Emekli Edebiyat Öğretmeni Mehmet bey,  mezun olduğu 21 yaşından yaş haddinden emekli olduğu 65 yaşına kadar tam 44 yıl boyunca  severek yapmıştı edebiyat öğretmenliğini. Hanımı Şefika Hanım da emekli Edebiyat Öğretmeniydi. Okulun ilk günü   kayıt sırasında tanışmışlar ve bir daha da ayrılmamışlardı.

      Oğlu Ahmet  iyi bir doktor olmuş, aynı  şehirde ama başka evde  oturuyordu doktor hanımı ile torunları Ayşe de babaannesi ve dedesini Örnek almış ve  Edebiyat Bölümü okuyordu  aynı şehirde. Dedesi ve babaannesinin edebiyat sevgisi o kadar işlemişti ki Ayşe’nin  içine başka bölüm tercih etmemişti. Edebiyatı da dedesi ve ninesini de çok seviyordu. Sıklıkla  anne ve babasından çok dedesi ve ninesi ile edebiyat sohbeti etmeyi seviyordu.  

        Mehmet bey emekli olunca zamanını  kitap okuyarak tv izleyerek evde geçiriyor, arada dışarı çıkarak camiye gidiyor, bazen dedikodu yapmayı sevmeyen kendi gibi emekli arkadaşları ile çay  bahçesinde hava güzel olduğunda çay içer, gazetesini alarak balkonunda  caddeyi seyrederek gazete ve kitabını okuyarak kahvesini içerdi. Eşi Şefika Hanım ile yeni çıkan  romanları okumaya değerlendirmeye bayılırdı.
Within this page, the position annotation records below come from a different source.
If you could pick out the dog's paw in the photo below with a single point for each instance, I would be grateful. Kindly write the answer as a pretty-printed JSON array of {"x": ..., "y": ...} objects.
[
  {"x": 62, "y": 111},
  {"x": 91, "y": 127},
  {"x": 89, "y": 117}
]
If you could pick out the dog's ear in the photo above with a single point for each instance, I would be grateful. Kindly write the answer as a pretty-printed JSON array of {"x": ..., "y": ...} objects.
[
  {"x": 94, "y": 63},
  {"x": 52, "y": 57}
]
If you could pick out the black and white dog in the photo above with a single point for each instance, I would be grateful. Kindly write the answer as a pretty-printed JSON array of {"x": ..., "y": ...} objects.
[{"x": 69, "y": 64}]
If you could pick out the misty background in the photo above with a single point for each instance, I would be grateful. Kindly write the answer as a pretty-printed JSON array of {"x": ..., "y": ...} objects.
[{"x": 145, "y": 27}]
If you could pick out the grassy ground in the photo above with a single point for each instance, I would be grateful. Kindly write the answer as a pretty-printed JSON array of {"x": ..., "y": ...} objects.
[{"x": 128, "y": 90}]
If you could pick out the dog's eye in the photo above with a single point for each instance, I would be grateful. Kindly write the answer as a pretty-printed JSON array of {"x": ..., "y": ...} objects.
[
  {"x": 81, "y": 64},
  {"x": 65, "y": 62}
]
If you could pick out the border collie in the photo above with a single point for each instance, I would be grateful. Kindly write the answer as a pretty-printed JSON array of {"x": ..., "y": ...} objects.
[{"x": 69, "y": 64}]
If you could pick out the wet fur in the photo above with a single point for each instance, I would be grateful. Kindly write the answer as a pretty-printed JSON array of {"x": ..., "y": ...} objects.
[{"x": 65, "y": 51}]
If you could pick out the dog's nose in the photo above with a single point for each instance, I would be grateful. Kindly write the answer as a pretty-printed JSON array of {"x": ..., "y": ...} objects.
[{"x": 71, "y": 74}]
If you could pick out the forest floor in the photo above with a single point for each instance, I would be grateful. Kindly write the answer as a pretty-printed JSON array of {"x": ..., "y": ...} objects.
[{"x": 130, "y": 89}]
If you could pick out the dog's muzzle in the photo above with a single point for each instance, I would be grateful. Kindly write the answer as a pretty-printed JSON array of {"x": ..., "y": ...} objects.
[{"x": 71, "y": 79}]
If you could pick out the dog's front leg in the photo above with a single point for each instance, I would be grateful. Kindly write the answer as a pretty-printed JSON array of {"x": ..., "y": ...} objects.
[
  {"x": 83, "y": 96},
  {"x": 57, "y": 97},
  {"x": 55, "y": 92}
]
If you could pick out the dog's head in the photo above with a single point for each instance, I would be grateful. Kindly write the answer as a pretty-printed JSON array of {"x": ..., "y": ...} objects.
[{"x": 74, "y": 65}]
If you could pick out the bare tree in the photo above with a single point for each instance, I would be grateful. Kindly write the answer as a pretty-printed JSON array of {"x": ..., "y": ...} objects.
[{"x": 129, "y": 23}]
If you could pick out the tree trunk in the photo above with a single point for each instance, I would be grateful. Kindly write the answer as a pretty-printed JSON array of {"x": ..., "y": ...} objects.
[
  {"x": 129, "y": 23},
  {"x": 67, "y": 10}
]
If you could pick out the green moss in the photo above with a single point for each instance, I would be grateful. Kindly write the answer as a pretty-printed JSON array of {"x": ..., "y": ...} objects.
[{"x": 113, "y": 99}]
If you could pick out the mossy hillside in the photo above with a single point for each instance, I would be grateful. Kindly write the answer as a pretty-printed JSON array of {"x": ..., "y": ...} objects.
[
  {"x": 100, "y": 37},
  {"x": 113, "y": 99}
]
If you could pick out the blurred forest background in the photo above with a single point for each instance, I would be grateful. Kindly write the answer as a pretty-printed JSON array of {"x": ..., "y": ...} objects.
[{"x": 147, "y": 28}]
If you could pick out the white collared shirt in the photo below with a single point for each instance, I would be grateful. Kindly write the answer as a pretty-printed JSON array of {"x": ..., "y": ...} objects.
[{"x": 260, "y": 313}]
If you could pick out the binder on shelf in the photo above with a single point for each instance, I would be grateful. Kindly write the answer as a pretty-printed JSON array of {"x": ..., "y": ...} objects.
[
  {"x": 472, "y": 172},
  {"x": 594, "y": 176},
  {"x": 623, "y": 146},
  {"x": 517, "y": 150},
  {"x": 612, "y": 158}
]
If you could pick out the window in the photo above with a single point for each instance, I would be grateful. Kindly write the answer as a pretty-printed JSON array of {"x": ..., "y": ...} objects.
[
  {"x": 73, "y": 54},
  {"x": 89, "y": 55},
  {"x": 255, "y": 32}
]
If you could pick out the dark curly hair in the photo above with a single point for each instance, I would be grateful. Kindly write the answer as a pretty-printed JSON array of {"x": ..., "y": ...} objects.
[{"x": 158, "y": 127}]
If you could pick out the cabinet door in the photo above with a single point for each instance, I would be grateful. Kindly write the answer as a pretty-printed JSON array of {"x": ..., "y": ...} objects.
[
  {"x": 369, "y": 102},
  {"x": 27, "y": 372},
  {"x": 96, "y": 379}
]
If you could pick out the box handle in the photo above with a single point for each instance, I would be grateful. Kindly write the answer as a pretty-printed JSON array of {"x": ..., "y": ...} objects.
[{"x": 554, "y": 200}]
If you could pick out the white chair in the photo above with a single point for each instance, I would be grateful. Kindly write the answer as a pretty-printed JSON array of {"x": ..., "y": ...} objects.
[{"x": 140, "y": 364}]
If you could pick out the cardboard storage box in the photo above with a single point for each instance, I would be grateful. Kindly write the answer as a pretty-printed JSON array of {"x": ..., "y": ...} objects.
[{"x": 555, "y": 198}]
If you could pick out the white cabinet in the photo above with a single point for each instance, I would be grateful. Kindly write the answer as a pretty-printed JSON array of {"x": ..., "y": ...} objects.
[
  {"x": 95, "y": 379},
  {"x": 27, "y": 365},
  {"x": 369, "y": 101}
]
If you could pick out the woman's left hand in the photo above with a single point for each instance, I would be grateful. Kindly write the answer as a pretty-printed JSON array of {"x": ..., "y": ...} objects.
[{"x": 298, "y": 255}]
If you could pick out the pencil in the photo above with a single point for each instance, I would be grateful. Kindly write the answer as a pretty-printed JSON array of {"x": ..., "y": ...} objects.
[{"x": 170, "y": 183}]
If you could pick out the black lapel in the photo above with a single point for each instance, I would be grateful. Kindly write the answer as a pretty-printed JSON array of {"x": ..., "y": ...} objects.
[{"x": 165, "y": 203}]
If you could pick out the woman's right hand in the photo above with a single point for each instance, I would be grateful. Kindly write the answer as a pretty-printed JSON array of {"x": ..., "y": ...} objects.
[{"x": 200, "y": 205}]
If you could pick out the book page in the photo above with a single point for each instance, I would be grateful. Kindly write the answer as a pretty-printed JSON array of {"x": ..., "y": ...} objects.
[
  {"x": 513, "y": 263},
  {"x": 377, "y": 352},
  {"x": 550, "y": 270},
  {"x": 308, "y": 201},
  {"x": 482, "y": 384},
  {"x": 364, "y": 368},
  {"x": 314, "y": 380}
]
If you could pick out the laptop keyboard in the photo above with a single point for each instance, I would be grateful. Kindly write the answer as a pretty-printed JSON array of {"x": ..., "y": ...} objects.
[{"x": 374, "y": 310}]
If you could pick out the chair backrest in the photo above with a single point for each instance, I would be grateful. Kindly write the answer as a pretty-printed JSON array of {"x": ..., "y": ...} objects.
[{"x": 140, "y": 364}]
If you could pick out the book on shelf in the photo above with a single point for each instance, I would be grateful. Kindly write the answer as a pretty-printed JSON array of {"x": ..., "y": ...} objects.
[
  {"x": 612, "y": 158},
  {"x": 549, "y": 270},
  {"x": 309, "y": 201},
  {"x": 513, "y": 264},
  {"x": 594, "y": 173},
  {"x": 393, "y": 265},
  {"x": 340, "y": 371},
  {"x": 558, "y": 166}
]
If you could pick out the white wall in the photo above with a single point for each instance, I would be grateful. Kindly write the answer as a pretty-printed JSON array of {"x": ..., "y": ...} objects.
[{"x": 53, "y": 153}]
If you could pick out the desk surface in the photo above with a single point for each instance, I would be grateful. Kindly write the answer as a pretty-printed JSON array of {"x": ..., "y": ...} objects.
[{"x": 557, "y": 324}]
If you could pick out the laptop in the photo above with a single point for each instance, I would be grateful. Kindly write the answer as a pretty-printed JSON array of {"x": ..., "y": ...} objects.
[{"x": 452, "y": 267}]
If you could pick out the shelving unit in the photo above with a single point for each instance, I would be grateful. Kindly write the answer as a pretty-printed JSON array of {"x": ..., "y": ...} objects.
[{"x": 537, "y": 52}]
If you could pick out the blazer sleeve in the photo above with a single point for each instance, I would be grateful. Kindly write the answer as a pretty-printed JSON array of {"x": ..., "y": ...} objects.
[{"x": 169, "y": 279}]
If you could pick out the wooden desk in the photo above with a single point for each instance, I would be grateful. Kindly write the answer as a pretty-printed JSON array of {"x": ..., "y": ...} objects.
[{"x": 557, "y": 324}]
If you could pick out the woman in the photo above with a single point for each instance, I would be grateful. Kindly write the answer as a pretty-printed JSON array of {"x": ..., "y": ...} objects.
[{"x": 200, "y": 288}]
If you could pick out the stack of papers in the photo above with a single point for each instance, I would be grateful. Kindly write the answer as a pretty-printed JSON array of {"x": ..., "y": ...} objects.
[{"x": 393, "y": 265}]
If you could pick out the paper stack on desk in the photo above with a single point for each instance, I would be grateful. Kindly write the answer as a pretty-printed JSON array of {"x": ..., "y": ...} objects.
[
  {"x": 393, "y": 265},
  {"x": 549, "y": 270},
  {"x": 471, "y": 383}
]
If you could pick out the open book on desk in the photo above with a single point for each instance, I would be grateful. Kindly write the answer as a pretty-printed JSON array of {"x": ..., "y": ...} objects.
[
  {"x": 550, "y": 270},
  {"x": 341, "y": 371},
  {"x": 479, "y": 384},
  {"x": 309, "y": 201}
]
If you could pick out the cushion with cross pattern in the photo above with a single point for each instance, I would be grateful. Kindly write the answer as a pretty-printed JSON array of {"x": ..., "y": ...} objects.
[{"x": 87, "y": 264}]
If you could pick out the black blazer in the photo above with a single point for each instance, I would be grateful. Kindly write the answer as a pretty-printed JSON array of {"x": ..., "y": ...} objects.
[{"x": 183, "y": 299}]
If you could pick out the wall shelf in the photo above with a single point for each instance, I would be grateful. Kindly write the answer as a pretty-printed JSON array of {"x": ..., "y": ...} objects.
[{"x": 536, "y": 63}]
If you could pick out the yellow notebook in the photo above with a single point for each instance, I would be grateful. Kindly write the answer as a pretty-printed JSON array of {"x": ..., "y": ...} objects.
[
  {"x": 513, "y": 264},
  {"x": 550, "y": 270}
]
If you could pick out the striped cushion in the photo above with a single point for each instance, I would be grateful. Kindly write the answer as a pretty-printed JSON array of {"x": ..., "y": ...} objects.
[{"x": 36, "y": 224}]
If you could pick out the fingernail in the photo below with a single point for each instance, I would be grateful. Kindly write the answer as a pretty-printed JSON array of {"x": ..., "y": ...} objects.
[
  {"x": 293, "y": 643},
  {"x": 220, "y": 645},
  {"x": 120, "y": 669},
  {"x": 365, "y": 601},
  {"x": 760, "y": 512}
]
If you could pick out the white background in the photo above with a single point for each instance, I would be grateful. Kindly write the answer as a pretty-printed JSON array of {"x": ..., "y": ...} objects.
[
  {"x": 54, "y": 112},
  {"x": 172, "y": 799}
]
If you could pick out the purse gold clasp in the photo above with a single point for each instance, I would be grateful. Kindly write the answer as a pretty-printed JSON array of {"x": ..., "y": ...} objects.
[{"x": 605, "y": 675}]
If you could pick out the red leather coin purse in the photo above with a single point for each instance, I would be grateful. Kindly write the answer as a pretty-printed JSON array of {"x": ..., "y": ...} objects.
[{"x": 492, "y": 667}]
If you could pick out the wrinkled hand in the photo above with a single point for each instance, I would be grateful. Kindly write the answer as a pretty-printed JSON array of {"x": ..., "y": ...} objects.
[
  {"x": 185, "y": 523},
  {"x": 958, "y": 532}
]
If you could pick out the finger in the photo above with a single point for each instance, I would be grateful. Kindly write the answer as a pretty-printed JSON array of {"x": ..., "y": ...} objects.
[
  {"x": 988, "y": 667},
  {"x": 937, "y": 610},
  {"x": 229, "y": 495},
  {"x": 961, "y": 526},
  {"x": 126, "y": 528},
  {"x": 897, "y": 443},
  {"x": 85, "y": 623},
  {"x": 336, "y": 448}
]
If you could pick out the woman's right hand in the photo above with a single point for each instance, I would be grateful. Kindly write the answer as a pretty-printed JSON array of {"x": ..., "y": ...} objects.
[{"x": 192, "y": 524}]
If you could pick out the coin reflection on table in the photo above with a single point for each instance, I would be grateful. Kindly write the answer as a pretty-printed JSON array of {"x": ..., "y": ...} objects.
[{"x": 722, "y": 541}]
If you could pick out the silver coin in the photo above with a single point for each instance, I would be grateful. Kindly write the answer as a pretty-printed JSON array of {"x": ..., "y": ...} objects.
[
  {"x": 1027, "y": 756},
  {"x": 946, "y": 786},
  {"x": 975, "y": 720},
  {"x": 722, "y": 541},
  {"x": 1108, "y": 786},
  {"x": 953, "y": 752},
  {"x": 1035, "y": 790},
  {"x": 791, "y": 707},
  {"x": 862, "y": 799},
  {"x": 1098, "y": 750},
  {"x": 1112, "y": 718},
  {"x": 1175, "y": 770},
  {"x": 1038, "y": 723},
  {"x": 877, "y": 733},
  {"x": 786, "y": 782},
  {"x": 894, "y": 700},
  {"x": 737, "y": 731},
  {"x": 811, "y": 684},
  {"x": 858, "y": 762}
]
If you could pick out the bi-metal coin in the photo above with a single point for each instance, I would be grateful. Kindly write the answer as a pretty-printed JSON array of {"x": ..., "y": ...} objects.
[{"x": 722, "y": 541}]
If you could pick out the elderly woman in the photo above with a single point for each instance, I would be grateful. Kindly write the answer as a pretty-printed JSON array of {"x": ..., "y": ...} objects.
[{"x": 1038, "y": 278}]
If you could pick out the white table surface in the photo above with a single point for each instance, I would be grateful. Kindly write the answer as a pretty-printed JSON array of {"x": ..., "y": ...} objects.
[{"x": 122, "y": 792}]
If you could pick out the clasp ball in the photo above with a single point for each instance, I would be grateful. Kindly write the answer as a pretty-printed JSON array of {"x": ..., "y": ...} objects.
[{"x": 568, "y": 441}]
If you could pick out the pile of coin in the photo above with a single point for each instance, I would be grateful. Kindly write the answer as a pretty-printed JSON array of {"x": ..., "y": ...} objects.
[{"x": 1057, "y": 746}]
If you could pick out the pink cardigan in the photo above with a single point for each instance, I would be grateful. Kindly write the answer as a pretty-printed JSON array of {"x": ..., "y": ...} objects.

        Bir gün ikindi üzeri, balkonda  caddeyi seyrederek  okuduğu gazetenin haftalık “kitap dergisi ” ekinden  Nobel ödüllü bir yazarın yeni çıkmış  “Aşk” üzerine  romanı hakkında röportajı okurken aniden balkona  torunu Ayşe  iki kahve ve bir küçük kutuda  güzel Türk lokumları ile geldi. Geni balkondaki deşesinin tam karşısına oturarak muzipçe gülümsemeye başladı. Ayşe güldükçe yüzünde güller açıyor ve  o geniş balkonu adeta gülizara yani gül bahçesine dönderiyordu.

        Ayşe  sevgiye dedesine bakarak:

        “Dedeciğim hocamız ödev verdi. Yaşı  65 de büyük bir yakınınızla aşk konusunda röportaj yapın, diye. Düşündüm de aklıma siz geldiniz. Bir emekli Edebiyat öğretmeni olarak  hem sizin  aşkınız hem de  öğrencilerinizin aşkları yazsak roman olur ama  önce ödevimi  yapayım” dedi.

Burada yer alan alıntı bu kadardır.